If your process is lean and process variation is high it will prevent flow and increase costs.
If your process variation is low, poor flow increases costs.
Deploying Lean Six Sigma together, reduces delays, defects and costs increasing profit.
Lean tools
5S
5S is a tool to organize the workplace reducing clutter, the mantra being a place for everything and everything in its place.
The English names for the acronyms are Sort, Set, Sweep, Standardise and Sustain.
5 Whys
5 Whys simply ask why five times to get to the root cause of a problem
eg The marble on the Jefferson state memorial is deteriorating?
Why?
They are washing the Pidgeon excrement off with detergents.
Why?
The Pidgeon’s come to eat the spiders.
Why?
The spiders come to eat the midges
Why?
Midges attracted by flood lights on monument (Root Cause)
Activity Mapping/ Value Stream Mapping
Reviewing the process and material delivery systems for waste and bottlenecks in the flow.
Setup Reduction
Setup Reduction and Changeover Analysis
7 Wastes
7 Wastes looking at the wastes of Transportation, Inventory, Motion, Waiting, Over-processing, Overproduction, Defects + People Skills.
Product Family Sets
This tool groups common processes and steps for different product families.

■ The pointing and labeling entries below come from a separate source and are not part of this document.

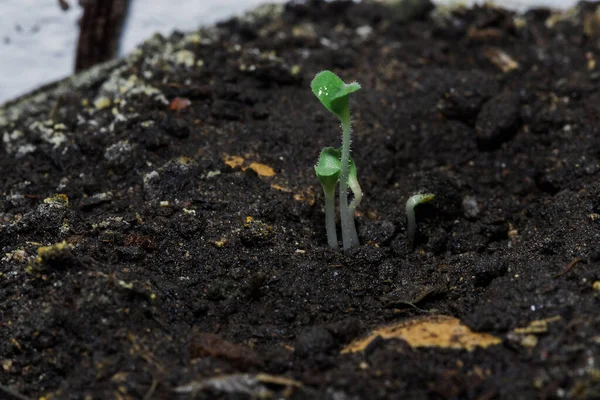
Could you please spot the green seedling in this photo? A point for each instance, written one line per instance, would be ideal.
(328, 171)
(411, 203)
(333, 94)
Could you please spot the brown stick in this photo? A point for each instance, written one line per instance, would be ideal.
(100, 28)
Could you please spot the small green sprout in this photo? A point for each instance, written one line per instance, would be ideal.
(411, 203)
(328, 172)
(333, 94)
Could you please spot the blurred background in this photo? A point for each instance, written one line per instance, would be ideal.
(40, 39)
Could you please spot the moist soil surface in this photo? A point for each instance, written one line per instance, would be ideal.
(162, 229)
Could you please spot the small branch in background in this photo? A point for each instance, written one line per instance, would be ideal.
(100, 29)
(64, 5)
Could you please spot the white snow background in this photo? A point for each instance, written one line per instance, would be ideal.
(38, 39)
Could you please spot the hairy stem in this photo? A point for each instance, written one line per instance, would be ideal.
(349, 236)
(330, 218)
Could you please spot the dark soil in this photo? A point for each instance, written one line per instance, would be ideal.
(145, 256)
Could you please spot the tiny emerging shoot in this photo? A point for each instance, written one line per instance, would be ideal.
(328, 172)
(333, 94)
(411, 203)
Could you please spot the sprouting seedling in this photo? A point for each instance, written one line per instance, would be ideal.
(328, 172)
(333, 94)
(411, 203)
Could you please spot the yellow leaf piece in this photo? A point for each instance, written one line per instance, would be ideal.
(432, 331)
(240, 162)
(537, 326)
(233, 161)
(262, 169)
(281, 188)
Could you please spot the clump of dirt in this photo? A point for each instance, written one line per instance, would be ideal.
(163, 235)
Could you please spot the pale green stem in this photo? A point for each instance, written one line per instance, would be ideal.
(356, 191)
(349, 236)
(411, 203)
(330, 217)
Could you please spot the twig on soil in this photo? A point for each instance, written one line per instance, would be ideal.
(570, 267)
(12, 394)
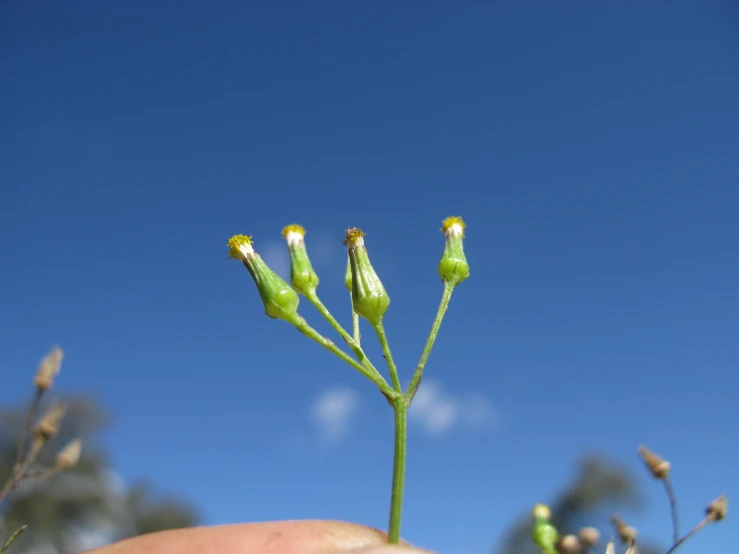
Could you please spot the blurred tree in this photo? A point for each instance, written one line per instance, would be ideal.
(599, 489)
(82, 508)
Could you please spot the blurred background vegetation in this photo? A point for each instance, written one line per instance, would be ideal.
(598, 489)
(72, 511)
(82, 508)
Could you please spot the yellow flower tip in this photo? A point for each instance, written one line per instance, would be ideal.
(453, 226)
(354, 237)
(240, 246)
(541, 511)
(293, 233)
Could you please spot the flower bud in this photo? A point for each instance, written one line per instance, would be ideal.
(541, 511)
(302, 276)
(280, 300)
(369, 297)
(545, 536)
(48, 370)
(589, 536)
(658, 467)
(348, 274)
(569, 545)
(69, 456)
(716, 510)
(453, 267)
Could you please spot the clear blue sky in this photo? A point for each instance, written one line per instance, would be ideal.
(592, 147)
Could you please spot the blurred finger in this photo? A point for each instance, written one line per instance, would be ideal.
(278, 537)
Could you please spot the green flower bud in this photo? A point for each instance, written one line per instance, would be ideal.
(348, 274)
(544, 533)
(302, 276)
(280, 301)
(545, 536)
(369, 297)
(453, 267)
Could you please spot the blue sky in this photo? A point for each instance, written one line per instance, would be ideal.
(592, 149)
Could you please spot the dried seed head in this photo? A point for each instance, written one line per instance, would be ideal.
(589, 536)
(626, 533)
(716, 510)
(48, 425)
(610, 548)
(569, 545)
(68, 456)
(48, 369)
(279, 299)
(302, 275)
(453, 266)
(658, 467)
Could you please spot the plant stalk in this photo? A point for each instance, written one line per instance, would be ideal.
(440, 312)
(396, 503)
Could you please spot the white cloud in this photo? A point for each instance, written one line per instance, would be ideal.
(333, 412)
(438, 410)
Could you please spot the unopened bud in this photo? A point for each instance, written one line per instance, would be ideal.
(658, 467)
(302, 276)
(589, 536)
(453, 267)
(569, 545)
(716, 510)
(69, 456)
(626, 533)
(348, 274)
(369, 297)
(48, 425)
(280, 300)
(48, 369)
(545, 536)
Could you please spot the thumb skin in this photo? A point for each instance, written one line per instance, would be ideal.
(386, 549)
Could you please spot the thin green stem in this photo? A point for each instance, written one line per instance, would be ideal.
(14, 536)
(418, 375)
(380, 330)
(373, 376)
(396, 502)
(353, 344)
(355, 326)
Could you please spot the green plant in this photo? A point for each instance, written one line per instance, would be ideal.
(546, 536)
(370, 301)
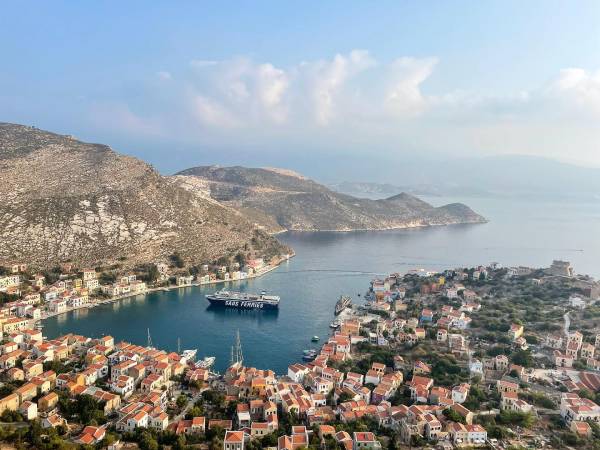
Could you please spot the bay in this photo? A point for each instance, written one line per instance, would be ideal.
(328, 265)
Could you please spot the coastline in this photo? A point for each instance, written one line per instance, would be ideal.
(107, 301)
(390, 228)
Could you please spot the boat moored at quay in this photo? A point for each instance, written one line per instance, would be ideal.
(243, 300)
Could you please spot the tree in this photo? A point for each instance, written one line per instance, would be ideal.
(153, 273)
(453, 416)
(177, 260)
(522, 358)
(181, 401)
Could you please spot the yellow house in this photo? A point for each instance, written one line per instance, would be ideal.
(32, 369)
(48, 401)
(10, 402)
(26, 392)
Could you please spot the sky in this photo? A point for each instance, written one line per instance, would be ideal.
(308, 85)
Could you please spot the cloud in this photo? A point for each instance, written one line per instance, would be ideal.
(579, 90)
(355, 102)
(118, 116)
(163, 75)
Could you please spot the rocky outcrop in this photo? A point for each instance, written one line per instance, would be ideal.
(63, 199)
(279, 200)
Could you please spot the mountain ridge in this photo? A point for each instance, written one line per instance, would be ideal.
(71, 200)
(297, 203)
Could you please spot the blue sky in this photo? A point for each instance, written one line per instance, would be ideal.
(278, 83)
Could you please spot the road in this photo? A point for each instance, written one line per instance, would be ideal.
(189, 405)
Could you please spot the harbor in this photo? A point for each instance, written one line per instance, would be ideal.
(326, 266)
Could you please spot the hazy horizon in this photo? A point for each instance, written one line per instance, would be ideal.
(284, 85)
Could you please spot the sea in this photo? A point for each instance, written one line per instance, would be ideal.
(327, 265)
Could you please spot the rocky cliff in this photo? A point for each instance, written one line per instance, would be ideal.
(63, 199)
(281, 200)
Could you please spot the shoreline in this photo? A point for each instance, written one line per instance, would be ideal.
(111, 300)
(390, 228)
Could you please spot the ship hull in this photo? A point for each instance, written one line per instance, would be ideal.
(241, 304)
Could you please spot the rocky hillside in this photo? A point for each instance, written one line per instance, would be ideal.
(63, 199)
(282, 200)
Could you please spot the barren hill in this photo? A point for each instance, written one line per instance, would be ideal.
(292, 202)
(63, 199)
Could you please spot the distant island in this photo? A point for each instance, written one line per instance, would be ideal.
(281, 200)
(69, 201)
(64, 200)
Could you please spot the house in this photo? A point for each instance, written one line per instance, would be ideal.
(562, 359)
(10, 402)
(575, 408)
(28, 410)
(442, 335)
(512, 402)
(365, 440)
(504, 386)
(465, 413)
(460, 392)
(26, 392)
(582, 429)
(91, 435)
(587, 351)
(234, 440)
(48, 402)
(421, 368)
(501, 362)
(516, 331)
(466, 435)
(53, 421)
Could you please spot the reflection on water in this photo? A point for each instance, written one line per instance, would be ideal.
(328, 265)
(264, 315)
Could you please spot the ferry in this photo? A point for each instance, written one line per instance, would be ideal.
(342, 304)
(335, 324)
(309, 355)
(206, 363)
(243, 300)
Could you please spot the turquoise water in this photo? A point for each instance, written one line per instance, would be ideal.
(330, 264)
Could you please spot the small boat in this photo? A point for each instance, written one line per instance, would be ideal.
(343, 302)
(310, 355)
(189, 355)
(206, 363)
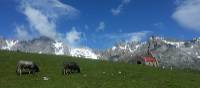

A review of the factory layout reduces the seven wastes.
Moments of Truth
Customer visits provide valuable opportunities for improvements. Often they will observe issues hidden within the business culture.
Six Sigma Tools
Design For Six Sigma
Key characteristics of the design are analyse from two view points:
- Critical To Quality features identified from the customer perspective.
- The other perspective looks at failures using PFMEA and DFMEA adding extra requirements to avoid issues.
Transfer functions derived for Key Characteristics. Control factors are selected and monitored using statistical process control. There are several tools used for identifying control factors. examples are:
- Design of experiments
- Regression
- Correlation
- Hypothesis testing
- Scatter Diagrams
- CNX diagrams
- Ishikawa Diagrams
- Brainstorming
- Control Charts
- Histograms
- Pareto Charts
Six Sigma Process Improvement
The other strand to Six Sigma is Process improvements using variation management and problem solving.
Many of these tools are listed above within the DMAIC framework.
Six Sigma Improvement Projects
Six Sigma Projects are usually scoped by the senior management team and Black Belts.
Black Belts are full time act as mentors and coaches for Green belts running the projects part time with their own teams. The projects usually follow the Define, Measure, Analyse, Improve, Control process. Projects are reviewed at each phase to remove any issues.
I can assure you that the best savings can be made using the combined methods.